Racking her brains for fresh blood, Lady Epsom had suddenly thought of Frances Lester as a likely proposition. She’s got nothing to do, and is just the person to do it, she told herself, and had come along to the almoner’s office, determined to land her fish.
When she heard of the plan, Frances demurred
; she did not see why she should give up her time to that sort of thing, for after all, the war was over! Finally she consented to do two afternoons a week for a couple of months only. Lady Epsom suggested kitchen-maid’s work, which was something of a shock; finally Frances stipulated for parlour-maiding, and eventually this was decided upon. She was not enthusiastic, but she had wanted so much to get to know Lady Epsom better (Lady Epsom was a definite power in the neighbourhood), so she decided that she would agree if only to allow her social ambitions to mature.

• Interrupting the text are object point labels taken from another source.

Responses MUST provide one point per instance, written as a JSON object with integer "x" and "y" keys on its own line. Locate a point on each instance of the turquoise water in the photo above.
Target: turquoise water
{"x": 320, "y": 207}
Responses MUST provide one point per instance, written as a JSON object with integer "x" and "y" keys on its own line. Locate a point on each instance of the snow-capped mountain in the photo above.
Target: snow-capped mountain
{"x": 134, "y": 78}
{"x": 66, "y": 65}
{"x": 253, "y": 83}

On a spring afternoon she reported for duty with the two o’clock shift. The local doctor’s daughter, a fat lump of a girl called Hilda Stevens, was with her. Hilda took a depressed view of the fact that they were expected to wash up the lunch things after the retiring morning shift, who might at least have done their own dirty work.
‘It’s all very badly arranged,’ she told Frances.

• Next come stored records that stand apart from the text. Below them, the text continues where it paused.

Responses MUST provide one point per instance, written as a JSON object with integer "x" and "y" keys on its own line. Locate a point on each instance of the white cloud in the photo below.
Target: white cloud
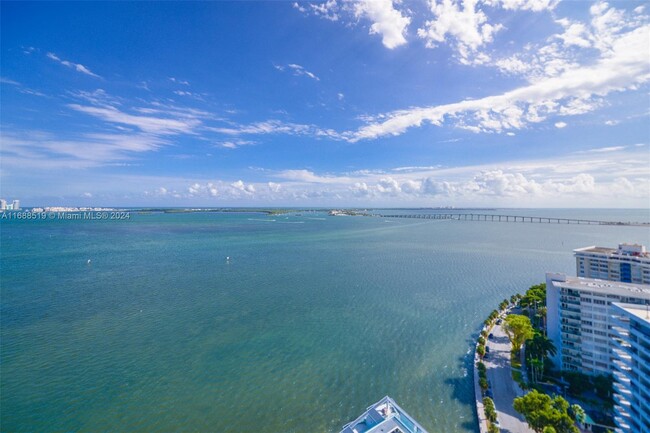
{"x": 241, "y": 186}
{"x": 386, "y": 21}
{"x": 464, "y": 22}
{"x": 46, "y": 151}
{"x": 574, "y": 91}
{"x": 276, "y": 127}
{"x": 328, "y": 10}
{"x": 177, "y": 81}
{"x": 531, "y": 5}
{"x": 157, "y": 125}
{"x": 233, "y": 144}
{"x": 298, "y": 71}
{"x": 76, "y": 66}
{"x": 4, "y": 80}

‘But surely each shift clears up after itself?’
‘Not the lunch shift. Lunch is hardly over by two, you see, they just cart it all out and dump it in the sink, then off they go. Their argument is that we’ve got nothing to do till teatime, so may just as well do this for them. Sickening, isn’t it?’ She was undoing pieces of elastic with which she kept her skirts secured to her ankles whilst cycling. ‘These cotton dresses fly about all over the place and do look so awful,’ she explained.

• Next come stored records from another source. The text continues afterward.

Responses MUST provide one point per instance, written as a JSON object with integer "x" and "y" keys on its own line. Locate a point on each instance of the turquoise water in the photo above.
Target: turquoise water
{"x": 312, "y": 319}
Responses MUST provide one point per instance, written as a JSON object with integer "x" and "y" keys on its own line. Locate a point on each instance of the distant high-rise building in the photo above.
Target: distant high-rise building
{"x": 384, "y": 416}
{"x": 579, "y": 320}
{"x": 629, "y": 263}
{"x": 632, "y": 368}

Frances had come over in the car. She could look down her nose at skirts that had to be tethered with elastic. They walked in at the side door, which in itself rather went against the grain. A professional cook was talking to one of the orderlies, whilst in the butler’s pantry a couple of V.A.D.s crammed the crocks into the sink, then pulled down coats from the roller towel fitment (the only place they had to hang anything) preparatory to making off.